It seems that your Korean professor tried to make it "easy for a foreign ear." "Hyundai" is pronounced in Korean as [hyOndA] (where "O" stands for a schwa-like vowel and "A" stands for either the vowel in the word "pan" or that in "pen" depending on the age of the speaker, as the vowel has been undergoing "raising" for some time, especially in the Seoul region. The "h" here is sometimes pronounced as a palatalized spirant [x] due to the following glide and also because of the strong nature of the word-initial position. So, by popular transcription "Shoon-deh" is not too far off from one of the variant pronunciations, but the first vowel, which I assume is something like [u], would be wrong. Even by popular transcription, something like "Hyundeh" (where the vowel "u" is like the one in the English word "judge" and "eh" would be like the last vowel in the French word "fiance") might be a little better. English speakers usually drop the [y] glide there because [hy] in a word
-initial position is a difficult cluster to pronounce, but otherwise people in TV commercials, etc. usually seem to pronounce the rest of the word correctly.
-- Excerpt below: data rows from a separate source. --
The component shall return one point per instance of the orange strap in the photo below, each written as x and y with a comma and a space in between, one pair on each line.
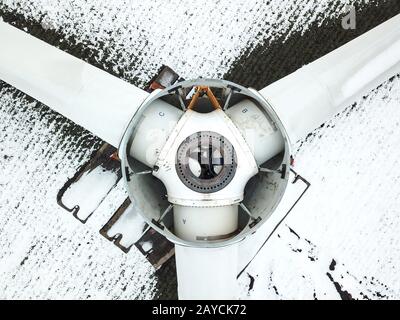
210, 95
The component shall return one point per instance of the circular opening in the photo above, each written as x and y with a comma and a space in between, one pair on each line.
206, 162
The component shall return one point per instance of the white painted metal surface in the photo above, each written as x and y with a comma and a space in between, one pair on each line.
156, 125
264, 140
206, 273
315, 93
193, 224
90, 97
192, 122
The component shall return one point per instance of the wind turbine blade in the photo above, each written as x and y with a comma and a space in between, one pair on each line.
90, 97
207, 273
313, 94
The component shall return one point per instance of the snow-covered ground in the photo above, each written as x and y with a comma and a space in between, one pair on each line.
342, 237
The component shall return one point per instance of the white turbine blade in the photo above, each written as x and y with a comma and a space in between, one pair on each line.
315, 93
90, 97
207, 273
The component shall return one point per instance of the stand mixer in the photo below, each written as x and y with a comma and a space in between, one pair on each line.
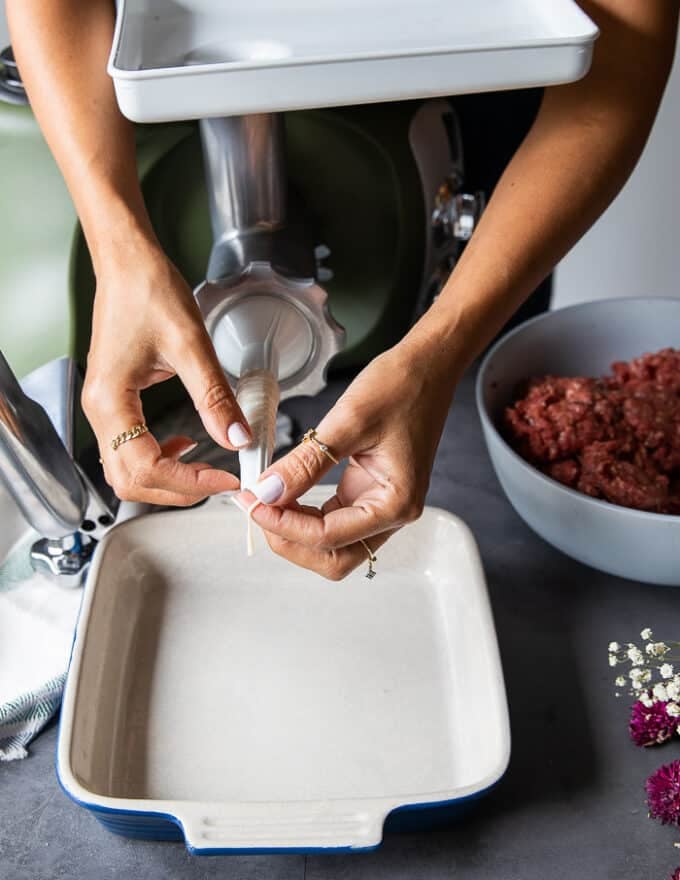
236, 68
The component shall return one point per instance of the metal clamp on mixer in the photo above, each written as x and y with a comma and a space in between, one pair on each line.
267, 315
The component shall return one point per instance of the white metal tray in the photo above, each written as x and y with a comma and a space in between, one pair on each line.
256, 706
197, 58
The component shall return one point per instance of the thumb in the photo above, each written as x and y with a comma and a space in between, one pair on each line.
303, 467
204, 379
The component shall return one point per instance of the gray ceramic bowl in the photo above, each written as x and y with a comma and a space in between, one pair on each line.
582, 340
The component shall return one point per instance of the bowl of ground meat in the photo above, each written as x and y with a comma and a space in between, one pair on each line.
580, 410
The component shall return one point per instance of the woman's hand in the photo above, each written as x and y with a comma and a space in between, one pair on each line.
388, 423
147, 328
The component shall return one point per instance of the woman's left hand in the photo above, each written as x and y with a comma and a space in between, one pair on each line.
388, 423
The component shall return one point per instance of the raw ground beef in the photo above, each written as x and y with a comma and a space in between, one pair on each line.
616, 437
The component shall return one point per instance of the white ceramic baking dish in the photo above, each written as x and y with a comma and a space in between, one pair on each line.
197, 58
242, 704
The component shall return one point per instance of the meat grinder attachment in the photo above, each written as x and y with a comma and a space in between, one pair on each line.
266, 314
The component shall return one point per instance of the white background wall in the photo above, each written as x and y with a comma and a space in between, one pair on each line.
634, 249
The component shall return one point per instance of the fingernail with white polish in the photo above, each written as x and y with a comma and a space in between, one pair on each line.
237, 435
187, 450
269, 490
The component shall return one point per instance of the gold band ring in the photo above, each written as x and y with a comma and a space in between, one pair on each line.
372, 558
310, 437
131, 434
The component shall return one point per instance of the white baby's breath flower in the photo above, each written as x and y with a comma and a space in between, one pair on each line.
635, 655
641, 676
660, 692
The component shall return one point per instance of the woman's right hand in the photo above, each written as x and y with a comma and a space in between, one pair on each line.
148, 328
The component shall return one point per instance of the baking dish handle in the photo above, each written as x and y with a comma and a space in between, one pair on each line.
270, 826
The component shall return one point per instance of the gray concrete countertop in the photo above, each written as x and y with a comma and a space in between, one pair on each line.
571, 804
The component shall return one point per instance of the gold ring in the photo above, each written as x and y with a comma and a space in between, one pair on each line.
371, 573
310, 436
131, 434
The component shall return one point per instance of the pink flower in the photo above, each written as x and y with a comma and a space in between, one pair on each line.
663, 794
650, 725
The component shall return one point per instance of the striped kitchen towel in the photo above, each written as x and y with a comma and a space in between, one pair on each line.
23, 718
37, 622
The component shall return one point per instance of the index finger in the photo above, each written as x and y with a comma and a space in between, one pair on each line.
137, 469
367, 516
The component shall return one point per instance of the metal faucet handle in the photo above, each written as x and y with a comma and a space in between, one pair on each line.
35, 464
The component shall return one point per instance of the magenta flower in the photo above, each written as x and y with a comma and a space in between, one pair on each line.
663, 794
650, 725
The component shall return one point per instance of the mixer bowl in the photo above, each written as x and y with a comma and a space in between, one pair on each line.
581, 340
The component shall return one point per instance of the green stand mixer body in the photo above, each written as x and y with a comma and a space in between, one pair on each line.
351, 172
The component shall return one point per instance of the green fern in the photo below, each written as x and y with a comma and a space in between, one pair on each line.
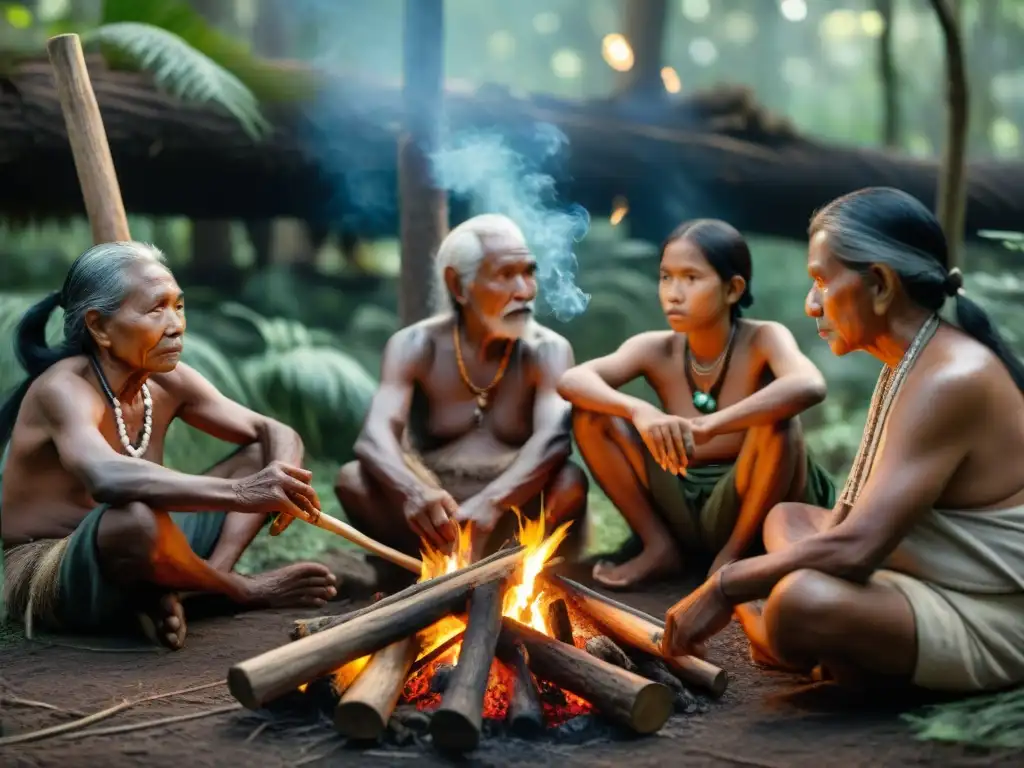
181, 71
----- Original Message -----
From: Nicholas Bodley <nbodley@...>
Date: Thursday, June 17, 2004 1:23 pm
Subject: Hyundai (Was: Re: Graphemes defined)
> A while ago, I had a chance to ask a Korean professor who was
> fluent in
> English how to pronounce it, and what I heard (not necessarily
> what he
> said!) was something like "Shoon-deh" (apologies for no ASCII
> IPA), with a
> strong accent on the first syllable.
> --
> Nicholas Bodley /*|*\ Waltham, Mass.
> Opera 7.5 (Build 3778), using M2
From Andrew Dunbar <hippietrail@...>
Sent Thursday, June 17, 2004 2:10 am

--- Nicholas Bodley <nbodley@...> wrote: >
{Long-delayed reply}
> > There's no phoneme /ç/. /hy/ --> [ç].
> This reminds me of "Hyundai", which in spoken
> advertising that I've heard
> rhymes with "Sunday", as if there were no "y" in the
> word.
> That *must* be wrong.

Here in Australia the original advertising used the
pronunciation /haI.Un.daI/ or /haI.yUn.daI/. Then
everything changed and the new advertising since has
used the pronunciation /hyVndaI/ or possible
/hyVndeI/. I guess /hyUnd{/ would be closer to the
Korean pronunciation in English phonemes.